携帯サイトの「幸之助de人間力UP塾」に出されてていた設問の中に松下 幸之助氏の言葉で、
「冷静に物事を考えてな、それからそっと情をつけや」
と言うのがあった。
解説では、冷静にというのは、何ものにもとらわれず、素直に考えて判断する事。
しかし、素直に冷静に考えるという事は、必ずにも温かい判断になるとは限りません。
「泣いて馬謖を斬る」と言う言葉があるように、全体のためには、ある人を切らなければならない時がある。
そういう時には、気の毒だが断固として切らなくてはなりません。
それをやらなければ、組織全体が悪くなってしまうからです。
しかし、そんな時にもその人に対して、どれほどの感謝の気持ち、情を持てるかどうか。
そういう気持ちがないと、切った事が全体のためにもならず、その人のためにもなりません。
結局は、自分も恨みを買うだけ、と言う事になり、誰のプラスにもならないのです。
やるべきはやる。
しかし、それだけではなく、そのあと心を添えてあげる、気配りをしてあげる。
とある。
この言葉を読んで、感じたのは派遣切りをやった大手企業の経営者には”そっと情をつける”と言う部分が欠落していたのではないかと思う。
グローバル化に伴う経営手法により、忘れ去られてしまったのか、分かっていながらあえて無視しているのか分からないが、この”情”にこそ、日本的経営手法の根底にあったのではないかと思う。

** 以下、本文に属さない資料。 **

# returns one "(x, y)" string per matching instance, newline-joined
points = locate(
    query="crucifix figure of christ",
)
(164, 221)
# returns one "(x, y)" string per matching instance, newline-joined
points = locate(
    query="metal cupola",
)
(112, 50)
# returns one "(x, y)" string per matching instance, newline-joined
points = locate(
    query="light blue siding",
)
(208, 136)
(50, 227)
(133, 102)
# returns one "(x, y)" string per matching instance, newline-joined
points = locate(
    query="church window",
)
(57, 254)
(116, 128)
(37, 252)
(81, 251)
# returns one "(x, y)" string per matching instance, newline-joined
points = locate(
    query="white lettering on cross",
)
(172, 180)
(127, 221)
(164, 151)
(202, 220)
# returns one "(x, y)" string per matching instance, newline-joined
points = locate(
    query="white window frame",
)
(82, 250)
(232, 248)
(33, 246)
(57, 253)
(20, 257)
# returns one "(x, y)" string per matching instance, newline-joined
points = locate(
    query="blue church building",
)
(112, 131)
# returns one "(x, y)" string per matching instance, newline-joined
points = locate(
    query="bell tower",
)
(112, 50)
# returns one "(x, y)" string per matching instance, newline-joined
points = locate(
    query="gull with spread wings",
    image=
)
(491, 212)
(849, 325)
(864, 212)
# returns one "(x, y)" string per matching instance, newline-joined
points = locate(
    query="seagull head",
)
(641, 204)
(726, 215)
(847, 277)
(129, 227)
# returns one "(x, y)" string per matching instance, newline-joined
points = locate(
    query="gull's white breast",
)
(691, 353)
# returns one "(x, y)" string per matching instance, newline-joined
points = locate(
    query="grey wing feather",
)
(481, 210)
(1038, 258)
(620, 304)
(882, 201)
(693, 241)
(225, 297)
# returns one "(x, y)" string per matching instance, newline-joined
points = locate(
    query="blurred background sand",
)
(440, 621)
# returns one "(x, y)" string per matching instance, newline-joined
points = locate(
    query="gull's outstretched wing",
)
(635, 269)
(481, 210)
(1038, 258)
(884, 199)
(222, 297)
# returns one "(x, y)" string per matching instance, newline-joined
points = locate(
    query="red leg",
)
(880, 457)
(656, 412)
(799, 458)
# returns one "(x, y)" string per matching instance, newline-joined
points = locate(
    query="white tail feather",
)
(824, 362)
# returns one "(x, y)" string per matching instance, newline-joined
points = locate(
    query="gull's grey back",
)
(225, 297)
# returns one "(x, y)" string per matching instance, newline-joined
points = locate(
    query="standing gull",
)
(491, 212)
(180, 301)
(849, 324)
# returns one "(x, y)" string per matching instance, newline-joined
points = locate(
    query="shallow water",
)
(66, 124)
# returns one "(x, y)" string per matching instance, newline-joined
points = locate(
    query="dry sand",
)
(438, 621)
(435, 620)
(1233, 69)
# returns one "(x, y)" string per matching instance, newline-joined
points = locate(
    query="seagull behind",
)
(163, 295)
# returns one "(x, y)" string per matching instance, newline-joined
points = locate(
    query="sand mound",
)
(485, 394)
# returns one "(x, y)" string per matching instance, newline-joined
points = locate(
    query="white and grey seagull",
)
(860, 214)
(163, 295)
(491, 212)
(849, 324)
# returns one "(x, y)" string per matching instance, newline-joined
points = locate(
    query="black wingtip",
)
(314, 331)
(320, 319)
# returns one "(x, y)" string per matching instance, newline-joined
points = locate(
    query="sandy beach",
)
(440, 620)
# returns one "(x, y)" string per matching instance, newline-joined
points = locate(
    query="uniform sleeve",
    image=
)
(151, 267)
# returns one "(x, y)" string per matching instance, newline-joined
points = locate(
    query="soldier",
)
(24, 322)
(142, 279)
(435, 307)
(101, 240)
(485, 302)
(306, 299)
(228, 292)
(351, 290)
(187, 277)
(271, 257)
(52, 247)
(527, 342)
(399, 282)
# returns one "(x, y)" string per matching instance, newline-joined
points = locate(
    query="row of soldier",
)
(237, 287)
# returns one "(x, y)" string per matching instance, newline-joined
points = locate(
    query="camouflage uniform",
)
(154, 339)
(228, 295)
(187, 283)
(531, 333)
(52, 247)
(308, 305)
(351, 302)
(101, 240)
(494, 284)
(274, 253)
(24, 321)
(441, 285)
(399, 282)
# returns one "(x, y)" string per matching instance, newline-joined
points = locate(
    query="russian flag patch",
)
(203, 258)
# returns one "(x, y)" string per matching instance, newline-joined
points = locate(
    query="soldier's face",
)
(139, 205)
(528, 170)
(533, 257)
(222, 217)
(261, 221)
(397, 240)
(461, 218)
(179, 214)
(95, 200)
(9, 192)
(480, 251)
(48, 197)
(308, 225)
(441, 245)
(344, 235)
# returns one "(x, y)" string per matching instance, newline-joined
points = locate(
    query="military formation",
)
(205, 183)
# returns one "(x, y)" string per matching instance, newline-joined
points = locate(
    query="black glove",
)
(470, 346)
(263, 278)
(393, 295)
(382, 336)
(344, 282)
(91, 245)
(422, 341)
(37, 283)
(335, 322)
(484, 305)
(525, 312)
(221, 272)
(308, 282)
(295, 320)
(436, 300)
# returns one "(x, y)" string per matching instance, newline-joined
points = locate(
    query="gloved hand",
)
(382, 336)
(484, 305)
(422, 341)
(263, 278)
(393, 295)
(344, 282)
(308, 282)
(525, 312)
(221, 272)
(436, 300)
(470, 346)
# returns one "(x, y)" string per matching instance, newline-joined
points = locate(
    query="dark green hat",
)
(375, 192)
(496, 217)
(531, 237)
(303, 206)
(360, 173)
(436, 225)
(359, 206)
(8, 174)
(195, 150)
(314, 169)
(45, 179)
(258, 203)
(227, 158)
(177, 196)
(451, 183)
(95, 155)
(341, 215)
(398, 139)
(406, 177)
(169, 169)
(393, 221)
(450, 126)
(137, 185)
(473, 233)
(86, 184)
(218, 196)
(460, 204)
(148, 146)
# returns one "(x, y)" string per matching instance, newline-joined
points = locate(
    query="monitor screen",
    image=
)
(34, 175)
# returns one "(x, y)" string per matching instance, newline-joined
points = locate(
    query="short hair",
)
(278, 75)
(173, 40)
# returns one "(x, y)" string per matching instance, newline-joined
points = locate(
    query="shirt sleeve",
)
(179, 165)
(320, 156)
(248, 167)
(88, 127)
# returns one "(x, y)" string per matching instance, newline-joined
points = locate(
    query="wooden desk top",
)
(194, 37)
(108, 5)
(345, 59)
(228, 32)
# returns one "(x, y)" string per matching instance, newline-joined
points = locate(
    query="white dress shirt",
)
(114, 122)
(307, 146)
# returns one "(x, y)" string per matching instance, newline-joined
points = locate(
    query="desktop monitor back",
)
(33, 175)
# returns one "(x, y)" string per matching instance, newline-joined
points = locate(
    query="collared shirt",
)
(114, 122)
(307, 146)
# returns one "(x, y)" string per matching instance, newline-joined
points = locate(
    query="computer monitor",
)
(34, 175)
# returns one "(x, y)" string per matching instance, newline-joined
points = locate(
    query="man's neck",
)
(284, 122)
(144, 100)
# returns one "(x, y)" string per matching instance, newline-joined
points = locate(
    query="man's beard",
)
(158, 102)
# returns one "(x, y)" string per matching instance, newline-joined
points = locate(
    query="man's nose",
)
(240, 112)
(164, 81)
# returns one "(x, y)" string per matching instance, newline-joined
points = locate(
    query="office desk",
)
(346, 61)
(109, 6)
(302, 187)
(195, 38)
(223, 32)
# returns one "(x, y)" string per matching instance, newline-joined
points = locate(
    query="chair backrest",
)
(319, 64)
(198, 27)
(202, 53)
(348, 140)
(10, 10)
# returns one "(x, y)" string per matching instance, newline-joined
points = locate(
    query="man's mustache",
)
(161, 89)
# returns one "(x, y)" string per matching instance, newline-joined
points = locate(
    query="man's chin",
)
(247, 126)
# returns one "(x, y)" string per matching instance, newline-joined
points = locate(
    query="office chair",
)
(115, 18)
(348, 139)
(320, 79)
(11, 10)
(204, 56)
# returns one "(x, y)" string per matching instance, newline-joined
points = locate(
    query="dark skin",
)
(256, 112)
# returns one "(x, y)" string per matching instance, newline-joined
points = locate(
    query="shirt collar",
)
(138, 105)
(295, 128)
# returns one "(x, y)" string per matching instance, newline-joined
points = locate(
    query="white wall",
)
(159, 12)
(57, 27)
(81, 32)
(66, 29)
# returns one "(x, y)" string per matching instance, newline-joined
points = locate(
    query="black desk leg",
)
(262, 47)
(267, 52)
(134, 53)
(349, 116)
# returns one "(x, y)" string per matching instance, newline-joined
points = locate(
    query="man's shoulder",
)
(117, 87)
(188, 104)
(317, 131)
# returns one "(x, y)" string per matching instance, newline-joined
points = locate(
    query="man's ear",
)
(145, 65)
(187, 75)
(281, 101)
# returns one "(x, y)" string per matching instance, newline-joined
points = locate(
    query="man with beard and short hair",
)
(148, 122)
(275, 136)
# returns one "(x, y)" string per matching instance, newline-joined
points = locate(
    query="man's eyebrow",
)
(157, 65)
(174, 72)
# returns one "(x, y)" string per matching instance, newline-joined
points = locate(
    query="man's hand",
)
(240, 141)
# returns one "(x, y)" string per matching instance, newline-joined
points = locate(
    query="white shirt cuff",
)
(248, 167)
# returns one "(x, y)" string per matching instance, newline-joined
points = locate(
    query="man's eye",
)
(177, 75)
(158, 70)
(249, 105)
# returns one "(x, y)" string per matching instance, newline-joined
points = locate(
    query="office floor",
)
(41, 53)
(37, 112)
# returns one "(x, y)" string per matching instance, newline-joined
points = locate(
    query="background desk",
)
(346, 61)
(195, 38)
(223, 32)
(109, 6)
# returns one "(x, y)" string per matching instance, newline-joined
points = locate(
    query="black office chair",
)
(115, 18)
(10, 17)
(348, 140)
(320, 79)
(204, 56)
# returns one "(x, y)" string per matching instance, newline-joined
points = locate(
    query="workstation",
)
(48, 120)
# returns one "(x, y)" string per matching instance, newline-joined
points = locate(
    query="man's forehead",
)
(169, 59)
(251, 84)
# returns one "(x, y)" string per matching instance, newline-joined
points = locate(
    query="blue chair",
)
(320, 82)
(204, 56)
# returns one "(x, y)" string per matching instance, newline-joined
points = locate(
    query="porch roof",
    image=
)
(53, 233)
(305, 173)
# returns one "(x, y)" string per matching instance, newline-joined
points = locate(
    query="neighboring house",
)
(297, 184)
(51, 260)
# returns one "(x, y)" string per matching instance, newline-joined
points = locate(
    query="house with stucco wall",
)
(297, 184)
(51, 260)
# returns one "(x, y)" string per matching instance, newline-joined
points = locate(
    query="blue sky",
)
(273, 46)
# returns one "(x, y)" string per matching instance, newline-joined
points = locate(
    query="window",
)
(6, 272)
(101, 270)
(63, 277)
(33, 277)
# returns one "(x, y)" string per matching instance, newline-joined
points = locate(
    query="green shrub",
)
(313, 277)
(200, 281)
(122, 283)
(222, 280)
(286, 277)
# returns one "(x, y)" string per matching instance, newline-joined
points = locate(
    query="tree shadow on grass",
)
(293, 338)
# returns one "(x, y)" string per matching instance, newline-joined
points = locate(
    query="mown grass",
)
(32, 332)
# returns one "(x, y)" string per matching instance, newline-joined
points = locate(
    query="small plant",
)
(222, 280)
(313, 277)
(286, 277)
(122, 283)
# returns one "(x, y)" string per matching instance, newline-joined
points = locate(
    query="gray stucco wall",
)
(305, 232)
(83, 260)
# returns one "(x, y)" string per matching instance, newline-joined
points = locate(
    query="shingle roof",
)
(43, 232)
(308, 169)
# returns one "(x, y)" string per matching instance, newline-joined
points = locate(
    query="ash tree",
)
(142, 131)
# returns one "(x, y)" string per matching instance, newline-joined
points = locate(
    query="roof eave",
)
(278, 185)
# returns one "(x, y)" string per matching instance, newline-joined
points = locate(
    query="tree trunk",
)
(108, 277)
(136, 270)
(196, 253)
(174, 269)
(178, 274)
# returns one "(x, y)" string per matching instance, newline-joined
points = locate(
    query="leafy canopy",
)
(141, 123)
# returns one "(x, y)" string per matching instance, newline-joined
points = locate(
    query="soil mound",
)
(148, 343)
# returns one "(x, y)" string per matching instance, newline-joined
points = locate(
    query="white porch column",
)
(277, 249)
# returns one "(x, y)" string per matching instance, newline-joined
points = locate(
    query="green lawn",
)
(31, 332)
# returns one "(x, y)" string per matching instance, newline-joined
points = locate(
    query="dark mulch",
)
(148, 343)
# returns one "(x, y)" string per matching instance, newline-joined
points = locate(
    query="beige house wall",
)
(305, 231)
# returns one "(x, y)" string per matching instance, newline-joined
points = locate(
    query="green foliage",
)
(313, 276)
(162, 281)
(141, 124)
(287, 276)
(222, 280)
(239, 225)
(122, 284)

先日の”たかじんのそこまで言って委員会”に出ていた江口克彦氏は、パナソニックの大規模な人員削減に関して、経営者も辞めるべきだと言っていた。
いくら外的要因であれ、情をつける事が出来ないのであれば、仕事を奪われ生活不安に陥った人達の痛みを少しでも分かち合うために、経営から身を引く事が企業のトップの情のつけかたではないかと思ったりする。
それにより、責任逃れと見られるかもしれないが、その後の社会的活動によっていくらでも評価を変える事は出来るのではないかと思う。
日本の経営手法の根底にあったのは”情”であって、それこそ日本の経済発展に貢献してきた源ではないかと思う。
それが、グローバル化に伴い市場が大きくなるに従って、口では現場重視、人間尊重などと言っておきながら、利益優先・生産性の向上・効率化など、数値でしか表わす事出来ない事に焦点を置いてしまってきたのではないかと思う。